You've got it exactly backwards.  The whole "Let's make the states recognize gay marriage" is like saying "We should get rid of welfare.  But in the meantime illegal immigrants are not benefiting from it and that's not fair so let's expand it."  Or "Let's get rid of affirmative action.  But before we get rid of it, let's expand it to gay people."

----------


## jmdrake

> Why only two?  Basis?


Exactly!

----------


## jmdrake

> Hmmm... I expect the opinion in terms of basis, but injecting "God" into the argument runs problematic.  His conclusion, however, is on the money in terms of getting government out of marriage, regardless of underpinning reasons.


While I don't believe God should be written into legislation, there is nothing, absolutely nothing, wrong with using God in debating legislation.

----------


## fr33

> Ron Paul is consistently supportive of states rights as he believes the Federal Government has a "reverse Midas touch".  (Everything it touches turns to crap).  Tell me this.  Do you support the Federal Government defining abortion rights?  How about the Federal Government defining drug laws?  How has that worked out exactly?


 I live in a state that is more likely to enforce drug laws than the current federal government is.

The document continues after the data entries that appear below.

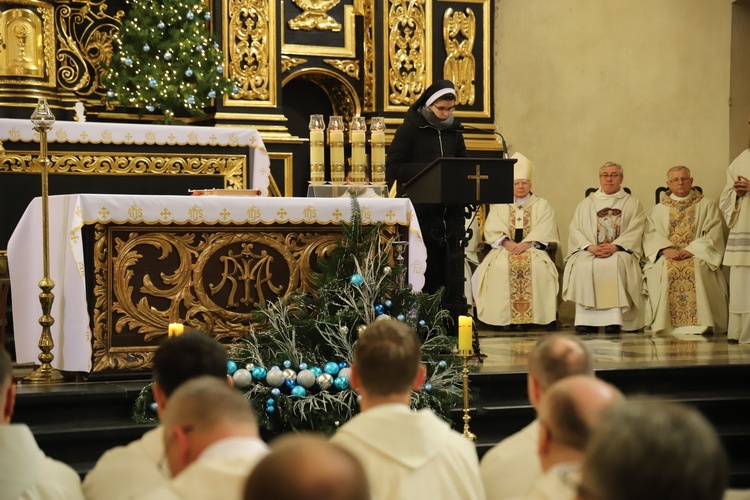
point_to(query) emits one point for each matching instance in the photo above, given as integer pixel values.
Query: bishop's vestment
(615, 282)
(518, 289)
(737, 254)
(689, 295)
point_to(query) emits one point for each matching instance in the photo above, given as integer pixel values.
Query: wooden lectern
(463, 182)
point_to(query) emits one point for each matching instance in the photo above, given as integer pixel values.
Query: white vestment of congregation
(219, 473)
(411, 454)
(26, 473)
(606, 290)
(518, 289)
(737, 254)
(126, 472)
(686, 296)
(511, 467)
(558, 483)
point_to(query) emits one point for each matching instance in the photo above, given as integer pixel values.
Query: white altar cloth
(136, 133)
(69, 213)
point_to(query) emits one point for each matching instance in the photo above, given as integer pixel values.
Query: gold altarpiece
(291, 58)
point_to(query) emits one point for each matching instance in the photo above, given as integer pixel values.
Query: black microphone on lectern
(505, 147)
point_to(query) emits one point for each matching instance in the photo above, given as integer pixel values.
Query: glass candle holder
(317, 151)
(377, 149)
(359, 163)
(336, 142)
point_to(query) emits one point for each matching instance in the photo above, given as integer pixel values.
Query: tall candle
(465, 333)
(175, 329)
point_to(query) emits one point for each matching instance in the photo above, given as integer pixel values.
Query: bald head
(558, 356)
(320, 470)
(570, 408)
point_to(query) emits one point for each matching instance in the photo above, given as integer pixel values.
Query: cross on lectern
(479, 178)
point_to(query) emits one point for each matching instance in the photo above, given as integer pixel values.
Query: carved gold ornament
(459, 35)
(407, 43)
(315, 16)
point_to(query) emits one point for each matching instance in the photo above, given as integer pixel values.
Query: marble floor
(508, 351)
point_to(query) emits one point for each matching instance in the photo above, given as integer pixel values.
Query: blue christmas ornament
(231, 367)
(341, 383)
(259, 373)
(331, 368)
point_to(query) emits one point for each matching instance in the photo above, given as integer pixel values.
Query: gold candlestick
(43, 119)
(465, 355)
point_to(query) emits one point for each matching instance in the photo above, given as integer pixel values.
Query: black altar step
(720, 392)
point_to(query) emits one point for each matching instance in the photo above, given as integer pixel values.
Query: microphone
(505, 146)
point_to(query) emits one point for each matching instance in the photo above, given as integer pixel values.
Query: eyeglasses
(443, 109)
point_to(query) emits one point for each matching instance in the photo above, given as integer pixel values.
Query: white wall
(640, 82)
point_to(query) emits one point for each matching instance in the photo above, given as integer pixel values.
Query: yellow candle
(176, 329)
(337, 147)
(316, 146)
(465, 333)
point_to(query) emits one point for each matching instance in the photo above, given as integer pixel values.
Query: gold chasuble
(519, 267)
(683, 305)
(686, 296)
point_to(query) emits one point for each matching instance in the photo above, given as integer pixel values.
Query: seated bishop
(684, 244)
(517, 282)
(602, 270)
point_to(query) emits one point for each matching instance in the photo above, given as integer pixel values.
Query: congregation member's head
(7, 387)
(653, 450)
(185, 357)
(387, 363)
(569, 412)
(201, 412)
(307, 467)
(555, 357)
(610, 177)
(522, 170)
(679, 181)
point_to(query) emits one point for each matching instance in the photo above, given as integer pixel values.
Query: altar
(125, 266)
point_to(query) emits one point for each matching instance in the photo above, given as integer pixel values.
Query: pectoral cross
(478, 177)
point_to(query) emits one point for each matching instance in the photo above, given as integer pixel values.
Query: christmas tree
(294, 365)
(166, 60)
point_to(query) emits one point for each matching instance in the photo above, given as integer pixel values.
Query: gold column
(43, 119)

If Texas was the capital of the US there would be tanks in the streets of Washington state and Colorado and goons rounding up dispensary owners and customers. We can't even buy alcohol at certain hours of the day(light) and on certain days of the week. State tyranny isn't any different than national tyranny.




> As for bills to get the federal government out of marriage, in 2007 Ron Paul introduced a bill to abolish the IRS.
> 
> https://www.congress.gov/bill/110th-...-resolution/23
> 
> What does that have to do with the federal government and marriage?  *EVERYTHING!*  One of the stickiest issues in marriage is the so called "tax benefit".  It's actually a penalty to some and a benefit to others.  If you and your spouse have similar incomes, quite likely for same sex couples, [b]it is a marriage penalty[b].  Get rid of the income tax and there is no need to file married, single or otherwise.  Also the fact that health insurance is tied to marriage is a result of income tax policy.  Employers, not individuals, get the tax write off so employers, not individuals, shop for plans.  If individuals were making that decision, insurance companies would be tripping over themselves to offer more flexible plans.  Look at the competition in cell phones where Sprint offers the "framily plan" where you can define your group cell phone plan however you like.  That would be true of insurance if not for federal government interference.  The other bigaboo is Social Security.  If it was replaced with private retirement accounts you would be able to leave the money to whoever you want regardless of whether that person was your "spouse".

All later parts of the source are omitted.